Приближаемся к Белгораю. Почуяв жильё, отдохнувшие за ночь лошади крепко ступают по уплотнённому грунту. Весенний воздух радостно будоражит. Всюду солнце, трава, деревья и яркая небесная синь.
Над головой чуть заметно кружит биплан. Скрытый игрой пятен, он то еле внятно гудит над головой, то обрушивается жужжащим волчком. В этом певучем гуле чувствуется торжествующая песня победы.
Я смотрю на ровные длинные ряды грохочущих ящиков, на густую толщу пехоты, на спешившихся офицеров, молодой крылатой поступью шагающих по узкой дорожке, и думаю: сбросит или не сбросит?
Не в силах сдержать свою молодую радость, Болконский выбрасывает её из груди упругими звуками:
Блеск власти, по чести Все так ничто-жно. Пред ней могущество Лишь при-зрак ло-ожный. О, полюби ж меня, дева младая...Сверху слышится острое шипение. Что-то звякнуло, как мешок, наполненный сталью. Мгновение жуткой растерянности.
И уже несутся откровенно радостные крики артиллеристов:— В пех-оту!.. Двоих побило!..
— Носилки!
В стороне от других неуклюже шагает Ханов, угрюмый и нелюдимый, как всегда. Длинный, худой и узкогрудый, он сгибается под своим солдатским мешком, как под тяжёлой ношей. Тонкие губы сжаты привычным недовольством. Выщипанная бородка уныло свисает книзу. В своей неизменной шинели не по росту, книзу раструбом, рваной, без пояса и с отстёгнутым хлястиком на спине, он похож на огородное чучело. На минуту он попадает в поле солдатского внимания.
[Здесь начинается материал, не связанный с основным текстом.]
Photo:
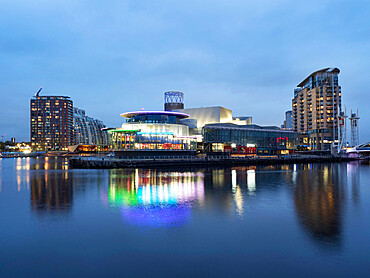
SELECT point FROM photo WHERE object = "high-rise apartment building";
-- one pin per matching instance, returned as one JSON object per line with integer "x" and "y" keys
{"x": 51, "y": 123}
{"x": 315, "y": 106}
{"x": 87, "y": 130}
{"x": 288, "y": 122}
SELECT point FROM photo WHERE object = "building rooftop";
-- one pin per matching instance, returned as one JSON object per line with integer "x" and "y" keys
{"x": 164, "y": 113}
{"x": 334, "y": 70}
{"x": 247, "y": 127}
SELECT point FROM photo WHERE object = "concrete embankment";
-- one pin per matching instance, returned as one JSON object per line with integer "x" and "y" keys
{"x": 108, "y": 163}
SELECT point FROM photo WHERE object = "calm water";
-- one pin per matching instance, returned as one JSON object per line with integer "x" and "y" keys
{"x": 284, "y": 221}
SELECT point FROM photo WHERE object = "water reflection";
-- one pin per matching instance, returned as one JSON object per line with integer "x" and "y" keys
{"x": 319, "y": 199}
{"x": 155, "y": 198}
{"x": 51, "y": 189}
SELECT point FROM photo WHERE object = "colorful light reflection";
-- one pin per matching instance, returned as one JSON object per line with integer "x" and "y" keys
{"x": 155, "y": 199}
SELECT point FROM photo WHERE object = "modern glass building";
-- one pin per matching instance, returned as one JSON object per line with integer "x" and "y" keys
{"x": 87, "y": 130}
{"x": 248, "y": 139}
{"x": 154, "y": 130}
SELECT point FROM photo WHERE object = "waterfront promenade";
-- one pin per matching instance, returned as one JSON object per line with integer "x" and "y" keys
{"x": 97, "y": 162}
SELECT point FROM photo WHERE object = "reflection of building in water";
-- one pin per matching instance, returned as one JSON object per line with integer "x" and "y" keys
{"x": 51, "y": 190}
{"x": 353, "y": 175}
{"x": 318, "y": 200}
{"x": 155, "y": 198}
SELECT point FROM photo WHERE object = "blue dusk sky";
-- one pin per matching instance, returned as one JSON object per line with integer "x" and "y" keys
{"x": 114, "y": 56}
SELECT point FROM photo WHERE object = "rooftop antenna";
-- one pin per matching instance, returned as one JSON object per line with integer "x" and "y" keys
{"x": 354, "y": 128}
{"x": 38, "y": 92}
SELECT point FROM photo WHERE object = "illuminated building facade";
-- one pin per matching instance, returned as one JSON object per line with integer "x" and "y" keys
{"x": 316, "y": 105}
{"x": 152, "y": 130}
{"x": 248, "y": 139}
{"x": 51, "y": 123}
{"x": 87, "y": 130}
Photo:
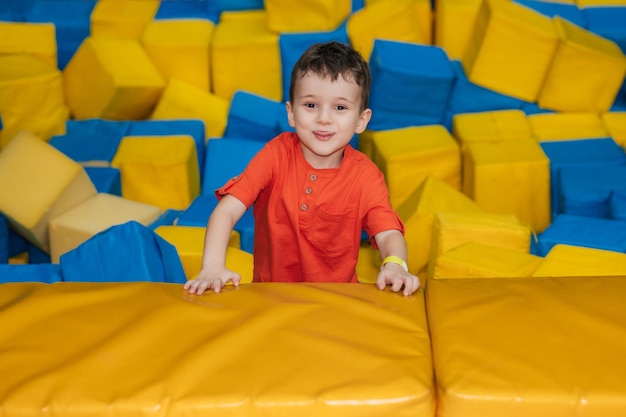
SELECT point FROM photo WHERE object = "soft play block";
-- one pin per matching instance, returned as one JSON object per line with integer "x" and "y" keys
{"x": 313, "y": 15}
{"x": 82, "y": 222}
{"x": 159, "y": 170}
{"x": 245, "y": 56}
{"x": 408, "y": 72}
{"x": 189, "y": 243}
{"x": 528, "y": 346}
{"x": 39, "y": 183}
{"x": 510, "y": 49}
{"x": 567, "y": 126}
{"x": 37, "y": 39}
{"x": 579, "y": 52}
{"x": 180, "y": 48}
{"x": 509, "y": 177}
{"x": 407, "y": 156}
{"x": 181, "y": 100}
{"x": 579, "y": 261}
{"x": 312, "y": 365}
{"x": 390, "y": 20}
{"x": 111, "y": 78}
{"x": 418, "y": 213}
{"x": 122, "y": 18}
{"x": 32, "y": 98}
{"x": 477, "y": 260}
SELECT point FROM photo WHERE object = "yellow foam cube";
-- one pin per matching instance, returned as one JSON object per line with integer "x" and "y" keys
{"x": 37, "y": 39}
{"x": 309, "y": 16}
{"x": 454, "y": 24}
{"x": 39, "y": 183}
{"x": 31, "y": 98}
{"x": 586, "y": 73}
{"x": 478, "y": 260}
{"x": 92, "y": 216}
{"x": 511, "y": 49}
{"x": 245, "y": 56}
{"x": 122, "y": 18}
{"x": 418, "y": 215}
{"x": 408, "y": 155}
{"x": 159, "y": 170}
{"x": 566, "y": 126}
{"x": 179, "y": 48}
{"x": 181, "y": 100}
{"x": 389, "y": 20}
{"x": 490, "y": 126}
{"x": 189, "y": 243}
{"x": 577, "y": 261}
{"x": 111, "y": 78}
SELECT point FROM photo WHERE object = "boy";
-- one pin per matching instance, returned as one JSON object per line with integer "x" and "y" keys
{"x": 313, "y": 193}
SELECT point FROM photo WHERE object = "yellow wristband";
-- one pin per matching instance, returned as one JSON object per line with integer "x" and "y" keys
{"x": 395, "y": 260}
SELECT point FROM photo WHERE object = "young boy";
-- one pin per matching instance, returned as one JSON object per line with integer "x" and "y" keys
{"x": 313, "y": 193}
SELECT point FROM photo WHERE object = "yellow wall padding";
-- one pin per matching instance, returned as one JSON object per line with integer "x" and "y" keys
{"x": 309, "y": 16}
{"x": 408, "y": 155}
{"x": 31, "y": 98}
{"x": 332, "y": 350}
{"x": 490, "y": 126}
{"x": 92, "y": 216}
{"x": 39, "y": 183}
{"x": 418, "y": 215}
{"x": 181, "y": 100}
{"x": 180, "y": 48}
{"x": 477, "y": 260}
{"x": 529, "y": 346}
{"x": 111, "y": 78}
{"x": 569, "y": 261}
{"x": 510, "y": 177}
{"x": 582, "y": 52}
{"x": 189, "y": 243}
{"x": 390, "y": 20}
{"x": 567, "y": 126}
{"x": 245, "y": 56}
{"x": 454, "y": 24}
{"x": 511, "y": 49}
{"x": 37, "y": 39}
{"x": 122, "y": 18}
{"x": 159, "y": 170}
— Вот так вояка! — посмеиваются кругом. — Вырядился пугалом, чтобы еропланы, как воробьёв, пугать.
— Ханов, штыка не нацепил, — подтрунивает Блинов.
— А на што мне штык — садоводу? Мы спокон веку, окромя как жукам да гусельне, никому войны не делали. — И добавляет скрипучим голосом: — И без штыка все выкорчует немец!
— А ты водку пьёшь? — не отстаёт от него Блинов.
— Попгго мне твоя водка? Наша яблонь хмельней вина будет. Послеспасовка звать. Её водою налить, да духовитой травки заправить, да в погреб до первых журавлей — жеребца свалит.
— У садовода все своё: и водка, и яблоко, и табак. Богато, Ханов, живёшь?
— Какая корням награда, что впотьмах живут и древо поят? Мы на людей работаем...
— Ханов! Ты бы хоть хлястик пристегнул, — говорит подъехавший Кузнецов. — Он у тебя на спине, как свиной хвостик, болтается.
— Пущай ветка качается; сколь ни раскачивайся, от древа не убежит.
И Ханов снова отходит от других.
Через час аэроплан полетит обратно и будут новые жертвы. Кому охота думать о смерти, о ранах, которые могут быть через час! Здесь жизнь исчерпывается сегодняшним днём, и все измеряется ближайшей минутой. Сейчас мы живы, мы уцелели. И ароматен воздух, и сладок сок здоровой и крепкой жизни. Горячо и привольно звучит победный голос Болконского:
Кто близок был к смерти и видел её, Тот знает, что жизнь глубока и прекрасна......В городе тишина и спокойствие. Как будто никому и в голову не приходит, что мы — разбитая, отступающая армия.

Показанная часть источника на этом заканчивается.